Максим нервно хихикнул. Потом сияющими глазами обвёл улыбающиеся лица собравшихся.
— Иржи, будешь крёстным? А ты, Хеленка, крёстной?
— Макс, так дела не делаются, — усмехнулся капрал. — В крёстные зовут людей знатных, влиятельных. Чтобы покровительство и ребёнку, и семье. Пан Кабурек, вразумите вы этого дуралея!
— Это его выбор, — развёл руками водяной, на лице которого читалось облегчение после долгого ожидания.
— Как Эвка? — встревожено спросил Максим у ведьмы.
— В порядке, спит, — улыбнулась девушка. — А насчёт крёстной — это почётно, но ты точно уверен?
— Уверен. Думаю, Эвка не будет против.
— Ох, Макс, Макс… — с усмешкой покачал головой Иржи.
Ступени лестницы снова заскрипели: сверху спускался кто-то ещё. К удивлению Резанова, теперь в арке появилась фигура, которую он вовсе не ожидал тут увидеть. Полная и невысокая, пожилая женщина, как прежде на Подскали, держалась с достоинством и властностью.

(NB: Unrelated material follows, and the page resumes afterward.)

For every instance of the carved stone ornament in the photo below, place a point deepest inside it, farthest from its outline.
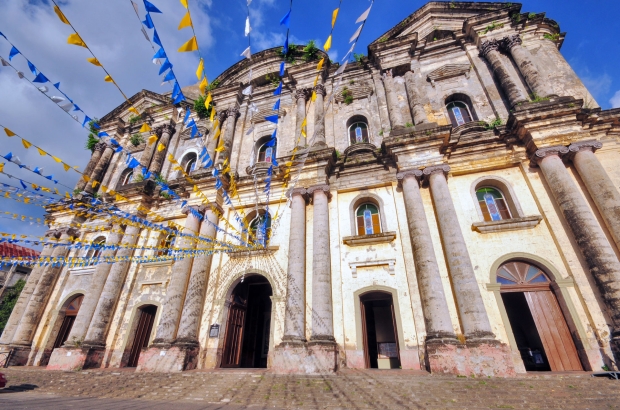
(540, 154)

Однако в чёрных буравчиках глаз теперь искрился смех, и в руках у старой ведьмы тоже был пухлый тряпичный свёрток.
— А вот и мы! — возвестила она. — Простите, что чуть запоздали.
Капрал-адъютант, открыв в изумлении рот, переводил взгляд с одного спелёнутого младенца на другого.
— Девочка, — пояснила старуха, насмешливо разглядывая парня.
— Советую на этот раз хорошенько подумать, — встрял Иржи. — Или знаешь что? Позови в крёстные пана командора. Ему будет приятно, и крёстный из него выйдет замечательный.
Макс рассеянно кивнул и, принимая от ведьмы вторую дочку, спросил растерянно:
— А вы здесь как?
— Иренка позвала. Как стало ясно, что Эвке рожать — сразу и позвала.
— Пани Анна Бертольдова, — заметил из своего кресла Кабурек, — и Эвку принимала, и её сестричек.